Results: We found a novel 3 base-pair deletion, predicted to cause the loss of a highly conserved lysine at position 270 (K270del) in a French-Canadian CRD pedigree. We detected this deletion in a CRD proband, but also in his unaffected son, the proband's unaffected father and the proband's unaffected brother. However, we did not find this defect in 12 other CRD pedigrees, nor in 100 normal, culturally matched chromosomes. According to literature and our molecular computer modeling, the K270 plays an important role in securing the guanine ring in the nucleotide binding cleft of the molecule and in creating a salt bridge between the helical and GTPase domains of GNAT2. However, the K270del in GNAT2 does not appear to have extensive consequences to the structure and the function of the GNAT2. Apparently, there is a compensatory effect of lysine (K-271), which forms a hydrogen bond with the N1 ring nitrogen substituting for the loss of the lysine at position 270.

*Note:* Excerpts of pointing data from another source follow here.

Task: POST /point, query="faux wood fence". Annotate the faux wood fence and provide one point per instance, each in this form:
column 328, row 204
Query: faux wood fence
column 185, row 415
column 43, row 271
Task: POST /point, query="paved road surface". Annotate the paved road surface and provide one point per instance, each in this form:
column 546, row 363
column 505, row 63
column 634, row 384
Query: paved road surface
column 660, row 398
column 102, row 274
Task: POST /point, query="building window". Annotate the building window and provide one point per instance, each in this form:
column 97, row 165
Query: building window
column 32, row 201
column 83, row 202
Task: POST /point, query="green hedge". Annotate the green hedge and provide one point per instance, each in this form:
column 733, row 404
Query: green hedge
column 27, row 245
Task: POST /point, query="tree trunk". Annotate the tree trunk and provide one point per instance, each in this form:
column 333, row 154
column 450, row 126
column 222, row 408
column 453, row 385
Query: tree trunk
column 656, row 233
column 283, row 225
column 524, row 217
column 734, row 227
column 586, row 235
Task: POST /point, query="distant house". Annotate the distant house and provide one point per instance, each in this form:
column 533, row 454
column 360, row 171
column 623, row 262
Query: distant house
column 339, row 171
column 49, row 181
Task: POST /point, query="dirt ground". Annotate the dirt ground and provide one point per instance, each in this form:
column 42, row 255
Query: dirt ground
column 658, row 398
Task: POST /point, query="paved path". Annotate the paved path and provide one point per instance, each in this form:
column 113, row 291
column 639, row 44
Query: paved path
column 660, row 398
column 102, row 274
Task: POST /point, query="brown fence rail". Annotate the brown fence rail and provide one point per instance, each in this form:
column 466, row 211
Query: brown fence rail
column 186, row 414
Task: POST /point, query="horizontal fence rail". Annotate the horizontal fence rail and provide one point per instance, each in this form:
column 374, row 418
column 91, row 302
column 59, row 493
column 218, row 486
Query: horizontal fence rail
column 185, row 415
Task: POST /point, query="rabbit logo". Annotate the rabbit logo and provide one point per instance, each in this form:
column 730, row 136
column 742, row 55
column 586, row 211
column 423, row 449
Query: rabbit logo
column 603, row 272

Conclusions: We detected a deletion of a highly conserved lysine at codon 270 in a critical functional area of the alpha-cone transducin molecule. The co-segregation analysis showed that the deletion is not co-inherited with the disease phenotype and therefore is not the disease causing mutation. Apparently the function of this molecule is not altered by this mutation, due to a compensatory effect of aminoacid 271. Taken together, the presence of this deletion in healthy individuals, and our protein modeling results, predict that alpha-cone transducin molecule is able to tolerate structurally and functionally the K270del.